日本のテレビCMを見るといつも外国人が登場する頻度の高さにとても不思議な感覚を覚えます。しかも日本での永住者の割合が高いアジア系ではなく9割方は欧米系です。コマーシャルの目的は商品のイメージをよくして売上を伸ばすことですから、視聴者の人種に対する印象に何かしらの歪みがあると会社側が判断していることがうかがえます。一方で、欧米系の出演者はカタコトの日本語を話し「他者」であることが強調されています。
2014~15年に放映されたNHKの朝ドラ「マッサン」のヒロイン・エリ―もまた「多様性」の賛美の裏で圧倒的「他者」として描かれています。

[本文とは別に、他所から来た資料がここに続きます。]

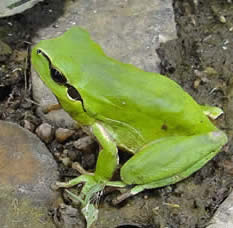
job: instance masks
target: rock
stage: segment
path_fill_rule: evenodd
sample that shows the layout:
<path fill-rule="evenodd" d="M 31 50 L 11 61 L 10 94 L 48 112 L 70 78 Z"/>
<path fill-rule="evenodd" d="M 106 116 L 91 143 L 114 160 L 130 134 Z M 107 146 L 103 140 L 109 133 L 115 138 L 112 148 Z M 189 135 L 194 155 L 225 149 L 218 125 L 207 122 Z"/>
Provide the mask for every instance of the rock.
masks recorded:
<path fill-rule="evenodd" d="M 23 121 L 23 126 L 24 126 L 25 129 L 27 129 L 27 130 L 29 130 L 31 132 L 33 132 L 35 130 L 35 125 L 32 122 L 28 121 L 28 120 Z"/>
<path fill-rule="evenodd" d="M 50 189 L 58 179 L 52 155 L 17 124 L 0 121 L 0 129 L 0 227 L 55 228 L 48 217 L 59 196 Z"/>
<path fill-rule="evenodd" d="M 53 128 L 48 123 L 41 124 L 36 129 L 36 134 L 46 143 L 51 142 L 53 140 L 53 137 L 54 137 Z"/>
<path fill-rule="evenodd" d="M 7 17 L 23 12 L 26 9 L 33 7 L 36 3 L 43 0 L 1 0 L 0 2 L 0 17 Z"/>
<path fill-rule="evenodd" d="M 58 128 L 55 132 L 56 140 L 60 143 L 65 142 L 75 133 L 74 130 L 66 129 L 66 128 Z"/>
<path fill-rule="evenodd" d="M 74 142 L 74 147 L 82 151 L 90 151 L 93 149 L 94 139 L 91 136 L 84 136 Z"/>
<path fill-rule="evenodd" d="M 207 228 L 233 227 L 233 193 L 231 193 L 216 211 Z"/>
<path fill-rule="evenodd" d="M 1 3 L 0 3 L 1 4 Z M 0 61 L 5 61 L 6 58 L 11 55 L 12 50 L 10 46 L 0 40 Z"/>

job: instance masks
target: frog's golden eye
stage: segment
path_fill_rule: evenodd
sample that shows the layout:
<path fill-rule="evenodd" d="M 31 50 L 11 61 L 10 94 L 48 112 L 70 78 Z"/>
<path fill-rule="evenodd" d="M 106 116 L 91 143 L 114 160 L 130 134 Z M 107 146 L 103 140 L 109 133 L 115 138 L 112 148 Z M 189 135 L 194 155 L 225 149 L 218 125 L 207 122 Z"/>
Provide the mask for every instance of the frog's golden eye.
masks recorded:
<path fill-rule="evenodd" d="M 61 84 L 61 85 L 66 85 L 66 83 L 67 83 L 66 77 L 52 65 L 50 58 L 40 49 L 37 49 L 36 53 L 38 55 L 40 55 L 40 54 L 43 55 L 46 58 L 46 60 L 48 61 L 50 75 L 51 75 L 51 78 L 53 79 L 53 81 L 55 81 L 56 83 Z"/>
<path fill-rule="evenodd" d="M 66 85 L 66 77 L 52 66 L 50 66 L 50 75 L 53 81 L 55 81 L 56 83 Z"/>
<path fill-rule="evenodd" d="M 66 86 L 67 86 L 67 95 L 69 98 L 76 101 L 82 101 L 81 95 L 77 91 L 77 89 L 75 89 L 73 86 L 68 84 Z"/>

それは、母語話者の話す日本語と第2言語話者の話す日本語は絶対的に異なるというような社会的言語観念を反映し、テレビCMに負けず劣らぬ不思議な形で表れています。
エリ―は「誰よりも日本人の心がある」と褒められながら、日本人の典型的な西洋人のイメージに合わせ髪を金髪に染められただけでなく、彼女の背景・設定からはありえない言葉を与えられました。広島弁を話す夫から日本語を学んだという設定なのに、自身が話すのは東京弁(共通語・標準語)。以下は夫の妹の発話をそのまま聞き返した時のものです。
夫の妹: まちごうた夢なんよ。
エリ―: まちがった夢?
夫と12年間大阪に住んでいた時でさえ、あいさつや聞き返しを除いて東京弁を貫いたようです。なぜか誰からも教わっていない話し方を習得してしまったということになります。次の例は大阪を離れる時のあいさつです。

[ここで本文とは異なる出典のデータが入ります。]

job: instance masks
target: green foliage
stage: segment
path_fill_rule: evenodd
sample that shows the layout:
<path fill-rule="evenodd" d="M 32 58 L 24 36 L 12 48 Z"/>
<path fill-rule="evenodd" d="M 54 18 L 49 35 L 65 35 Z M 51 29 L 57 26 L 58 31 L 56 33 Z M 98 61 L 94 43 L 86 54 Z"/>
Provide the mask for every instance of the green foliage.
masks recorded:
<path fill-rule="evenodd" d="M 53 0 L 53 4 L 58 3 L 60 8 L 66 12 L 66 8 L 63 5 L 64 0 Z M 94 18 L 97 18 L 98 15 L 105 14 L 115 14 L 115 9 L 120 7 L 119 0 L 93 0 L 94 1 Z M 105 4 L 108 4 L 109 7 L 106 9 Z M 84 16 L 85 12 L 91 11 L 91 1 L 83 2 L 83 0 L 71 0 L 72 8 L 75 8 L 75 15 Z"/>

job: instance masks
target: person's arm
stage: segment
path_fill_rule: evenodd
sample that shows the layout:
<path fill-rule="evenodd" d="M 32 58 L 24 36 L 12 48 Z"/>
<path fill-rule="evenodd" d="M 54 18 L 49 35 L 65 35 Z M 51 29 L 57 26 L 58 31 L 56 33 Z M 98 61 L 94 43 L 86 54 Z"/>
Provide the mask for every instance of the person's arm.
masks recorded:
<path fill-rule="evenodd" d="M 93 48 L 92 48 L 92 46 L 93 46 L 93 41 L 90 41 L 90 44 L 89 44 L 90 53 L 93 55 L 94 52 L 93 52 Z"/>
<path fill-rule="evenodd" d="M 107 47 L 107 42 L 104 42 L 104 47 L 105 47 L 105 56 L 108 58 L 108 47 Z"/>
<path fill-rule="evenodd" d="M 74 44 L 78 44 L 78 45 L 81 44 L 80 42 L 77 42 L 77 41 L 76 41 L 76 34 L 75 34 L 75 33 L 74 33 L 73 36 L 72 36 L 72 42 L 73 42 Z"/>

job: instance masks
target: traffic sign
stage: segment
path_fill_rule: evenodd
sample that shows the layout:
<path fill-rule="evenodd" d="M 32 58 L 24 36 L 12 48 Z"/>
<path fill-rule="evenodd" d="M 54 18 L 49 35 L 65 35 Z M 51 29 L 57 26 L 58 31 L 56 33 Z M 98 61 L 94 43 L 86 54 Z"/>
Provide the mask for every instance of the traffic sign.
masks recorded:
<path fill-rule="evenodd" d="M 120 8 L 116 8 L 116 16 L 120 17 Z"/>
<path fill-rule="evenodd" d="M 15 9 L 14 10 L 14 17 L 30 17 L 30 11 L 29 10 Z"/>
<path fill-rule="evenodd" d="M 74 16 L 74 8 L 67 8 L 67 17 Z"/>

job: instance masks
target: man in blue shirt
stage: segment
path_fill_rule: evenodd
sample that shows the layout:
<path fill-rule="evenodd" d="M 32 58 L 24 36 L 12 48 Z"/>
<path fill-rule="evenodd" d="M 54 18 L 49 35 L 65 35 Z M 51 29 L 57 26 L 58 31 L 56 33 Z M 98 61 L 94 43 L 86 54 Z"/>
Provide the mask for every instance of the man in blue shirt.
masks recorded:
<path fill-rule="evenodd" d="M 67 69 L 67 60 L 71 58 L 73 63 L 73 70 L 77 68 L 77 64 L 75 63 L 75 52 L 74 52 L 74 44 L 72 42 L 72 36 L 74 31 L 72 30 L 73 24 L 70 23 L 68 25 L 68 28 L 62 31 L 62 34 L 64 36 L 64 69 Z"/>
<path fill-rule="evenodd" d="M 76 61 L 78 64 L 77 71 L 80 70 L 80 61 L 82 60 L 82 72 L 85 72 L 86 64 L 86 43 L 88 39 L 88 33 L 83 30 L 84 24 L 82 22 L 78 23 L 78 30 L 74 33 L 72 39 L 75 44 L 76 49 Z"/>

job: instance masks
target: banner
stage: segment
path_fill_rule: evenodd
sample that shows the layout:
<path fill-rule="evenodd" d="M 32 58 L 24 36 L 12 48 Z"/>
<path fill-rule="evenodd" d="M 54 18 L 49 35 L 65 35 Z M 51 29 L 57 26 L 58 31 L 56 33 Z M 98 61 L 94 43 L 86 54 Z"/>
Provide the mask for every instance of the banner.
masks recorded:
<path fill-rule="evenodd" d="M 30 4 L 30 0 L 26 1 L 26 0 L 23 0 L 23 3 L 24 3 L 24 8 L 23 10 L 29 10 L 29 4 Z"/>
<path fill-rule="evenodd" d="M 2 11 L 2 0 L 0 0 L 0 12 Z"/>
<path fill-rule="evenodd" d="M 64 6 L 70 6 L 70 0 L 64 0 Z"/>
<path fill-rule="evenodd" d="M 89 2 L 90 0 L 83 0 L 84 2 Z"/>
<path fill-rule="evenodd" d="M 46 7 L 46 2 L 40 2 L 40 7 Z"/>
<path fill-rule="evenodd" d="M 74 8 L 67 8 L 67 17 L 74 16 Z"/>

エリ―: 私、大阪大好き。皆と別れる、とってもとっても寂しい。
たくさん悲しい。
(ちょっと話はズレますが、実際に外国人留学生を受け入れた日本の家庭で、家族間では普通に地域の方言で話すのに、留学生に話すときだけ東京弁を使う傾向が見られるというレポートがあるようです。いづれにせよ、「われわれ」と「彼ら」の線引きが行われているようです。)
エリ―の話し方の特徴にはもうひとつ女性言葉の欠落があります。女性言葉は主にアニメや映画・小説などフィクションの世界で使われ、大人の女性キャラの「役割語」です。一般的に外国語を話す設定のキャラクターでも女性言葉は使われており、女性言葉を使わないエリ―の発話は「よそ者」と「幼さ」感がアップしています。以下ではエリ―は夫に話しかけています。
エリ―: ウイスキー作る前に死んじゃうよ。
(女性言葉だったら「ウイスキー作る前に死んじゃうわよ」)
おもしろいことにエリ―が英語で話している時の日本語字幕には女性言葉が登場します。
エリ―: You are absolutely right, my love. I
don’t know what I was thinking.
[ 字幕: そうだったわね。どうして忘れちゃったのかしら。]
また、上記の大阪を離れる時の例のように、エリ―の発話は助詞や接続詞が欠けたカタコトが多く「たくさん悲しい」のような言い間違いもふんだんに見られます。
多様性というのはただそこに存在するもののはずですが、テレビCMやドラマに存在するのは何かしらの企みで作り上げられた虚像の多様性ですね。エンタメなんだからおもしければいいじゃんという気もしますが、気軽に多くの人が消費するエンタメだからこそ慎重に吟味する必要があると考えます。
引用・参考文献
Suzuki, Satoko. 2020. Multiculturalism or
cultural nationalism? Representation of Ellie Kameyama as a conduit and the other
in the NHK morning drama Massan. Japanese Studies 40(2), 121-140.
用例の出典
Suzuki, Satoko. 2020. Multiculturalism or
cultural nationalism? Representation of Ellie Kameyama as a conduit and the other
in the NHK morning drama Massan. Japanese Studies 40(2), 121-140.